A lightweight Java implementation of the TextRank algorithm for automatic text summarization. This project builds a graph-based model where sentences are represented as nodes, and edges are weighted based on sentence similarity. Using Dijkstra's algorithm for centrality calculation, it extracts the most important sentences to generate concise summaries.
- Text Input & Processing: Input multi-sentence text and automatically split into sentences
- Graph Construction: Build similarity graph between sentences based on word overlap
- Centrality Scoring: Calculate sentence importance using Dijkstra's shortest path algorithm
- Automatic Summarization: Generate summaries by selecting top-ranked sentences
- Keyword Extraction: Extract and rank important keywords from the text
- Sentence Search: Linear search functionality to find sentences containing specific keywords
- Graph Visualization: Display the adjacency list representation of the sentence graph
- BFS Traversal: Explore the graph using Breadth-First Search starting from any sentence
- Statistics Display: Show text statistics including sentence count, word count, and graph metrics
- Stack-based Operations: Find top sentence using stack data structure
- Interactive Menu: User-friendly console interface with numbered menu options
- Java Development Kit (JDK) 8 or higher
- No external dependencies required (uses only standard Java libraries)

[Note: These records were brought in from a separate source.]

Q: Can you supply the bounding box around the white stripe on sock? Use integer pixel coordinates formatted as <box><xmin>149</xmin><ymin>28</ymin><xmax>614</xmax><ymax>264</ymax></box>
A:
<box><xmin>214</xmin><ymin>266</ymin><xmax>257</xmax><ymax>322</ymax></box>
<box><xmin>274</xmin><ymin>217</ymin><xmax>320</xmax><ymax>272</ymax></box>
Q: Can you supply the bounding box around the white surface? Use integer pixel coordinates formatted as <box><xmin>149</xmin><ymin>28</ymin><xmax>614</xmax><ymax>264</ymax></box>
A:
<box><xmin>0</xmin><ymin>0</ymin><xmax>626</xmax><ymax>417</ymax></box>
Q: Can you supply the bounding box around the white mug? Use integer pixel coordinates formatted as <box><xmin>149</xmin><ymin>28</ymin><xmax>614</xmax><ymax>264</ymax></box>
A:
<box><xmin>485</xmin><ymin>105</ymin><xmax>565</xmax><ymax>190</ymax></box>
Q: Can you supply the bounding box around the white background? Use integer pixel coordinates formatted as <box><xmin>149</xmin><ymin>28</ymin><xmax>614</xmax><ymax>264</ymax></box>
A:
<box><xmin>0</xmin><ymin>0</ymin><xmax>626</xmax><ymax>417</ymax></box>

- Clone or download the project files
- Navigate to the project directory
- Compile the Java source files:
javac -d bin src/*.java src/*/*.java- Run the application:
java -cp bin Main- Launch the application using the command above
- Use the interactive menu to:
- Input Text: Enter your text (end with empty line)
- Generate Summary: Create automatic summary with top keywords and sentences
- Display Graph: View the sentence similarity graph
- Search Sentences: Find sentences containing specific keywords
- BFS Traversal: Explore graph connectivity
- View Statistics: Check text and graph metrics
- Find Top 1: Get most important sentence using stack operations
1. Input Teks
-> Enter your text paragraph here
-> Press Enter on empty line to finish
2. Generate Ringkasan
-> View top keywords
-> See sentence rankings with centrality scores
-> Get automatic summary (top 3 sentences)
-
Text Preprocessing:
- Split input text into individual sentences
- Tokenize sentences into words
- Remove stopwords (English and Indonesian)
-
Graph Construction:
- Each sentence becomes a node
- Edge weights represent sentence similarity (based on shared words)
- Distance = 100 - (similarity_score × 10)
-
Centrality Calculation:
- Use Dijkstra's algorithm from each node
- Calculate total distance to all other nodes
- Lower total distance = higher centrality (more important)
-
Summary Generation:
- Rank sentences by centrality score
- Select top N sentences (default: 3)
- Reorder to maintain original sequence
- Combine into coherent summary
- LinkedList: Custom implementation for dynamic arrays
- Graph: Adjacency list representation
- Priority Queue: For Dijkstra's algorithm
- Stack: For navigation and top-1 finding operations
- Queue: For BFS traversal
TextRank-Lite/
├── .gitignore
├── README.md
├── bin/ # Compiled class files
└── src/
├── app/
│ └── Main.java # Main application with menu interface
├── algorithms/
│ ├── Dijkstra.java # Shortest path algorithm
│ ├── Searcher.java # Linear search functionality
│ └── Sorter.java # Sorting algorithms (merge sort)
├── graph/
│ ├── Edge.java # Graph edge representation
│ └── TextGraph.java # Graph construction and operations
├── nlp/
│ ├── Sentence.java # Sentence representation
│ └── SentenceScore.java # Sentence scoring
└── structures/
├── Linkedlist.java # Custom linked list
├── NavigationStack.java # Stack implementation
└── Queue.java # Queue implementation
- Counts overlapping words between sentences
- Normalized by sentence length
- Used to determine edge weights in the graph
- Implements TextRank through graph centrality
- Uses Dijkstra's algorithm for efficiency
- Considers both direct and indirect connections
- Frequency-based ranking
- Stopword filtering (bilingual: English + Indonesian)
- Minimum word length filtering
- I Kadek Mahesa Permana Putra F1D02410052
- Muhammad Ravi Rayvansyah F1D02410078
- Fadila Rosidatul A’la F1D02410042
- Istiqomah Virginia F1D02410116
- Nurhidayah Maulidia F1D02410022
- Islam Ahmed Fouad Abunima F1D02411003
- Mohanad R. M. Abumattar F1D02411002
This project is open source and available under the MIT License.
This implementation was developed as part of the Algorithm and Data Structure course project, demonstrating practical application of graph algorithms, data structures, and algorithmic thinking in natural language processing tasks.